筑波大学附属久里浜特別支援学校 Special Needs Education School for Children with Autism,University of Tsukuba

子供に合わせることから ~岡山現職研修T先生の体験~

11月10日 子供に合わせることから ~岡山現職研修T先生の体験~

 岡山県の特別支援学校に在職するT先生が2か月間に渡り本校で研修している。この研修は、本校の教室に入り、子供の見方や授業の作り方を実践的に学ぶところに特徴がある。彼女は、授業づくりを学びたいと言って仲間に入ってきた。

 T先生の学校は、高等部単独の学校だ。本校の子供は幼稚部と小学部の子供であるから、当初は随分戸惑ったことだろう。研修も後半に入り、見学中心の参加から、授業づくりの一員としての参加に変わってきた。先生は希望して幼稚部教室に入っている。

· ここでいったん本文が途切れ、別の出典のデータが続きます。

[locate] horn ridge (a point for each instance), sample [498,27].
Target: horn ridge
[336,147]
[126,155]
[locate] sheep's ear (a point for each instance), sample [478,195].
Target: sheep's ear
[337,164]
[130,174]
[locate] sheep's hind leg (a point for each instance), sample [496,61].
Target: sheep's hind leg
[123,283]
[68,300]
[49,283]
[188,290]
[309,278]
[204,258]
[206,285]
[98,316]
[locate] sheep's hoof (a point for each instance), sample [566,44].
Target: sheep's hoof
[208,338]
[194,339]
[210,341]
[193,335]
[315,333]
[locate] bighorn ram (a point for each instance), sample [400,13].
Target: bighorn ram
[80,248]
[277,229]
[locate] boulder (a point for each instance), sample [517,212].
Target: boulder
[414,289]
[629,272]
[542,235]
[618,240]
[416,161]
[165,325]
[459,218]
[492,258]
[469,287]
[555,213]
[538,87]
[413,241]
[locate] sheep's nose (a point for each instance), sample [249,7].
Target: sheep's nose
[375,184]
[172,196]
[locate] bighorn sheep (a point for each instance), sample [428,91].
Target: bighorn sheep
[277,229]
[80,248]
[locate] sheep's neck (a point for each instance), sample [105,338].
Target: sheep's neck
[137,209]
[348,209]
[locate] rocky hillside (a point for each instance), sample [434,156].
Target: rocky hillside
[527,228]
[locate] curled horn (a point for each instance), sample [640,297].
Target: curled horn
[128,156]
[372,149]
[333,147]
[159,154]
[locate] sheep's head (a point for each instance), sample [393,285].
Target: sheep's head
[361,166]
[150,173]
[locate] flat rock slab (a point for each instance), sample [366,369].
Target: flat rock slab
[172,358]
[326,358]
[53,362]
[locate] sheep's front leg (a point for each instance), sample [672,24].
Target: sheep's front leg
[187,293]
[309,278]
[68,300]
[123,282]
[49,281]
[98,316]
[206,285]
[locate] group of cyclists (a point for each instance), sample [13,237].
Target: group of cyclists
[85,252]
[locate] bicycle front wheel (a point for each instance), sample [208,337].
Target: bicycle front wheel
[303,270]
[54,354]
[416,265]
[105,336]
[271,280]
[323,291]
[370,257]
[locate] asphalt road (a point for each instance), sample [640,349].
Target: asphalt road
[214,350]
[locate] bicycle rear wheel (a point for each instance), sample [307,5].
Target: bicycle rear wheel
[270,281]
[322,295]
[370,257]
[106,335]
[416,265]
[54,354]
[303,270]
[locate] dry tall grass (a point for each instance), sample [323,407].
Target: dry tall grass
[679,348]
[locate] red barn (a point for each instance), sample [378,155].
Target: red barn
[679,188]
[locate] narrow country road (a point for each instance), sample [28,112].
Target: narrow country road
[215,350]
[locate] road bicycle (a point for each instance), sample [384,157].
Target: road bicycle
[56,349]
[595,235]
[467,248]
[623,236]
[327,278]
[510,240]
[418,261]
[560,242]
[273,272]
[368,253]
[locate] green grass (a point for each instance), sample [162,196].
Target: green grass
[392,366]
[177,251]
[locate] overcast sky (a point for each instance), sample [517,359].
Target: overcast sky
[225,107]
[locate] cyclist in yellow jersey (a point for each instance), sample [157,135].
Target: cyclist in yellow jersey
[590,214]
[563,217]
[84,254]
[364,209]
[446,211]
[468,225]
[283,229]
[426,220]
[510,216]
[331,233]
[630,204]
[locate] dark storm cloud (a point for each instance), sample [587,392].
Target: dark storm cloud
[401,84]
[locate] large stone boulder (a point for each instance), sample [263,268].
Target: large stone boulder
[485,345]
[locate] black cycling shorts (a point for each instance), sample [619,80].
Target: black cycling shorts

 そのT先生から、りす組(4歳児クラス)のNさんと、とても貴重なかかわりができた、という話を聞いた。
当初、どのようにかかわったらよいか分からず、担任のM先生にいろいろ聞いたそうである。ブランコやトランポリンなど揺れる遊具を使った遊びが好きで、ほかに風に当たることを好むということを聞いた。そこで、Nさんの好きなブランコや風を用いた遊びをいろいろ試みた。

 トランポリンもNさんの好きな揺れが楽しめる。だが、Nさんはまだ一人では怖い。そのトランポリンにT先生がいるのを見つけ、Nさんが後ろから近付き、T先生にからんだ。T先生は、一緒にトランポリンを跳ぼうと思い、Nさんと向き合ったが、Nさんはくるりと後ろを向いた。背中から抱っこして跳んでほしいのだと理解して、それに応えることにした。そんなことを数回繰り返す中で、NさんはT先生に向き合い、手をつかんだ。だが、手をとるのはNさんの方でT先生から手をとろうとすると嫌がられた。それを数回行うとT先生から手をとることを許してくれるようになった。そして、一緒に向き合って、先生がいろいろな変化をつけて跳ぶのを楽しめるようになったのだそうである。概略、こんな話であった。

 教師が子供に合わせるかかわりから、子供が主となるかかわりへ、そしてしだいに教師が主となるかかわりへと移行してきた。教師が主となるかかわりの中で、子供は教師からのいろいろな提案を受け入れ、自分だけでは切り開けなかった世界に入っていく。授業で実現したいプロセスである。

 ところで、T先生が経験したプロセスは、担任のM先生が4月からのかかわりの中で経てきたプロセスと似ている。担任のM先生と時間をかけて作ってきたプロセスを、他の先生がほぼ同じプロセスを経て経験している。これは何を意味しているのだろうか。おそらく、Nさんの人との関わり方のスタイルといったものができつつあるのではなかろうか。Nさんは、このスタイルを用い、ときに相手に応じて変化させ、他者との(社会と言ってもいい)出会いを広げていくのだろう。